Before diving in, let’s answer the most important question:

What is TRASAGATE?

TRASAGATE is a zero trust service access platform developed by TechInnoHub. It stands out by bundling a wide array of access control features into a single, cohesive platform, enabling you to implement zero trust access control strategies within your infrastructure.

Key Features:

  • Layer 7 Protocol, User Identity, and Privilege-Aware Access Proxy: TRASAGATE operates at Layer 7, providing deep awareness of protocols, user identities, and privileges.
  • Enforcement of Security Policies: Apply security policies (time-based, file transfers, location, context, 2FA) to SSH, RDP, web, and database access.
  • Device Security Hygiene Enforcement: Ensure access policies are based on the security status of user devices.
  • Integrated Two-Factor Authentication: Protect SSH, RDP, and hardware console access with native two-factor authentication integration.

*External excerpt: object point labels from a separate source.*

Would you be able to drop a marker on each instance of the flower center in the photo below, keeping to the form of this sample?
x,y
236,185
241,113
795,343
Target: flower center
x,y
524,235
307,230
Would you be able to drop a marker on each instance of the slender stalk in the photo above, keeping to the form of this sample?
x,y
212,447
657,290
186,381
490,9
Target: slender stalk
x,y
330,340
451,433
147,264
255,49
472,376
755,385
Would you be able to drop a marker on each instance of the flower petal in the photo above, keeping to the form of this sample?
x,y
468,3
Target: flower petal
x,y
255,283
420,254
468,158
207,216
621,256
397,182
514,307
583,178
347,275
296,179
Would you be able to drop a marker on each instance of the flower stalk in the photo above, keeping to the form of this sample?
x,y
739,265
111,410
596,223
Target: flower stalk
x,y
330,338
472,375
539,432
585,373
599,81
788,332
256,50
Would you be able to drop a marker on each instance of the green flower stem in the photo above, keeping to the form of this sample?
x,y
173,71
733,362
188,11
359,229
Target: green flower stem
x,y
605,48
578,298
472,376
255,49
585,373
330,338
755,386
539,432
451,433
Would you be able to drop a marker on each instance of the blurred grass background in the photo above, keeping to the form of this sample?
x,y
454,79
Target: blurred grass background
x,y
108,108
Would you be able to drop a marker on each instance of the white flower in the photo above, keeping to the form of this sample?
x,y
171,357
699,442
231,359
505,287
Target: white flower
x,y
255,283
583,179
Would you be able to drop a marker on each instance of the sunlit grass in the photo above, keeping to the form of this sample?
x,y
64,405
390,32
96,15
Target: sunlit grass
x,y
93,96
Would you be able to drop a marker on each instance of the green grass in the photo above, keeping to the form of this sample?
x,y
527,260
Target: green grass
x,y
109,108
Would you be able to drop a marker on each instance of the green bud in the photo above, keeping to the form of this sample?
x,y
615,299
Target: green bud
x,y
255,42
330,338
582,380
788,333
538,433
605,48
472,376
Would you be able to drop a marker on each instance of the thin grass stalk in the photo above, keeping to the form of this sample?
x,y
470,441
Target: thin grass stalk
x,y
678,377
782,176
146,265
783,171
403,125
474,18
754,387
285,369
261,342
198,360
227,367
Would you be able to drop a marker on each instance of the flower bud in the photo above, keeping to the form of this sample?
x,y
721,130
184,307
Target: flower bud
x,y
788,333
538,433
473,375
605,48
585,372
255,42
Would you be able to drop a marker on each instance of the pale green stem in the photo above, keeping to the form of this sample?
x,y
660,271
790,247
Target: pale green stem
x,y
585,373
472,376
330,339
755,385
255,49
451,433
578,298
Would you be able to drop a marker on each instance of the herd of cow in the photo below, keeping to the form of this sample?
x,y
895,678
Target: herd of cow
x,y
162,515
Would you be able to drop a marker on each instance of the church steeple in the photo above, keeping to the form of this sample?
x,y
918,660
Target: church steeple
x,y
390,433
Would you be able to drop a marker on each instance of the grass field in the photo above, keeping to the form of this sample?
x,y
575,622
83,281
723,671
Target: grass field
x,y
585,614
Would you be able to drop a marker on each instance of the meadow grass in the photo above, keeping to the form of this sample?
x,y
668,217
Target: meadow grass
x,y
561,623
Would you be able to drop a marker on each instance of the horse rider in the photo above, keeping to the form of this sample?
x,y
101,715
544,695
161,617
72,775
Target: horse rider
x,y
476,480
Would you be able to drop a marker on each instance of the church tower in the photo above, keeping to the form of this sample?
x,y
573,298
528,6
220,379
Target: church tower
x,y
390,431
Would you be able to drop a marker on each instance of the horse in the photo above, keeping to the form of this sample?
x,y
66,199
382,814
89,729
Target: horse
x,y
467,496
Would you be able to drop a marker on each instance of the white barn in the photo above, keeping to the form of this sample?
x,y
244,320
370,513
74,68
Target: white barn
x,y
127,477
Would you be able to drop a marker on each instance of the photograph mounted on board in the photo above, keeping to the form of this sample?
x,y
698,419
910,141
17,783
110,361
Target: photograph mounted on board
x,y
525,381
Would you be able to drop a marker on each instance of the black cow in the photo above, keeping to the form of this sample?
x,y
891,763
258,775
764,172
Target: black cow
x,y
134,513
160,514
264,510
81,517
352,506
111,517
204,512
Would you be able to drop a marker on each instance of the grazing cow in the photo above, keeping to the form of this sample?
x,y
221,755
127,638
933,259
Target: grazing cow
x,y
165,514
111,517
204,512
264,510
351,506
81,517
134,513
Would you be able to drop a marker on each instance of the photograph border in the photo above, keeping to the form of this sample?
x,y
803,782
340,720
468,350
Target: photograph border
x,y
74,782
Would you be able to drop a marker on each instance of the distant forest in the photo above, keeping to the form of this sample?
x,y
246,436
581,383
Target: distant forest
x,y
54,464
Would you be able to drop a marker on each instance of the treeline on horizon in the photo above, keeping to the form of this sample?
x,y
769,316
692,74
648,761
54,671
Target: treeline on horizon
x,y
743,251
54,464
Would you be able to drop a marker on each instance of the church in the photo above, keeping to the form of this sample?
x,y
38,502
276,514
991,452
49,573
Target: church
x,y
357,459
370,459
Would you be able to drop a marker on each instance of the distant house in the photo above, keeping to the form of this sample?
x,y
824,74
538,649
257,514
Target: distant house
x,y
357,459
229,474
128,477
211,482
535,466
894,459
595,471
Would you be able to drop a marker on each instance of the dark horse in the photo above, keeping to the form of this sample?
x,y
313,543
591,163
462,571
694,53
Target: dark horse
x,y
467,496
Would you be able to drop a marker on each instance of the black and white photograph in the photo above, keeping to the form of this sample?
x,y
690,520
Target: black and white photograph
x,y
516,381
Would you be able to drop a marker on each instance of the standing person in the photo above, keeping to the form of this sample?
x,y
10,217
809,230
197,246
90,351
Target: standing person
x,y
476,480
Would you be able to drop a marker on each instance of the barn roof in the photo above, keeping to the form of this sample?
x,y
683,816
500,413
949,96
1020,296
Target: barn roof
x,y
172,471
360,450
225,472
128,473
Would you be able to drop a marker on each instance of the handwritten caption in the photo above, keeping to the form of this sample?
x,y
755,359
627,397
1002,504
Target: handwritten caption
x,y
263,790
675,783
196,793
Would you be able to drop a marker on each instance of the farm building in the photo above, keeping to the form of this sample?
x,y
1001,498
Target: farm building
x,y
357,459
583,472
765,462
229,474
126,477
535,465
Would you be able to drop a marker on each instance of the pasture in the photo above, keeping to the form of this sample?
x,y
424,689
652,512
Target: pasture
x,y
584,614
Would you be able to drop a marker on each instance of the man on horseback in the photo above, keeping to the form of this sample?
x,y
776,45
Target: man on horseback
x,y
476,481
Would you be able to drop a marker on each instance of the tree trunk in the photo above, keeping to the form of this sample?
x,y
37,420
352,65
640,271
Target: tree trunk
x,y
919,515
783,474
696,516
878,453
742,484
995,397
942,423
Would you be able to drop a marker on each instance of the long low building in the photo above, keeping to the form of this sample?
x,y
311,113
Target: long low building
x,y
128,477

If you're familiar with using a bastion server for jump access or centralized access to internal infrastructure, think of TRASAGATE as a bastion server on steroids!

How is it Different from Existing Access Control Solutions?

To better understand how TRASAGATE and zero trust systems differ from traditional access control products, refer to the image below, which contrasts legacy vs. zero trust access control systems:

TRASAGATE vs Legacy Systems

TRASAGATE Access Proxy serves as a significant upgrade for your existing bastion or jump server. Whether you're using a Linux server configured as a jump server or a Microsoft Remote Desktop Gateway, TRASAGATE offers enhanced features and best practices that are enabled and configurable by default.

Immediate Use Cases and Benefits

TRASAGATE Server as an Access Point (Bastion/Jump Server) for Your Internal Infrastructure

The Access Proxy is a reverse proxy that understands RDP, SSH, HTTP, and Database protocols, making forwarding decisions based on access policies.

TRASAGATE as Bastion for Internal Services

Adopting Best Practice Security for Remote Access (SSH, RDP, Web, Database)

  • Centralized Authorization: Streamline authorization for remote access.
  • Policy Enforcement: Apply and enforce security policies for remote access.
  • Two-Factor Authentication: Easily add two-factor authentication to secure remote access.
  • SSH Certificate Authentication: Implement SSH certificate-based authentication across all SSH access points.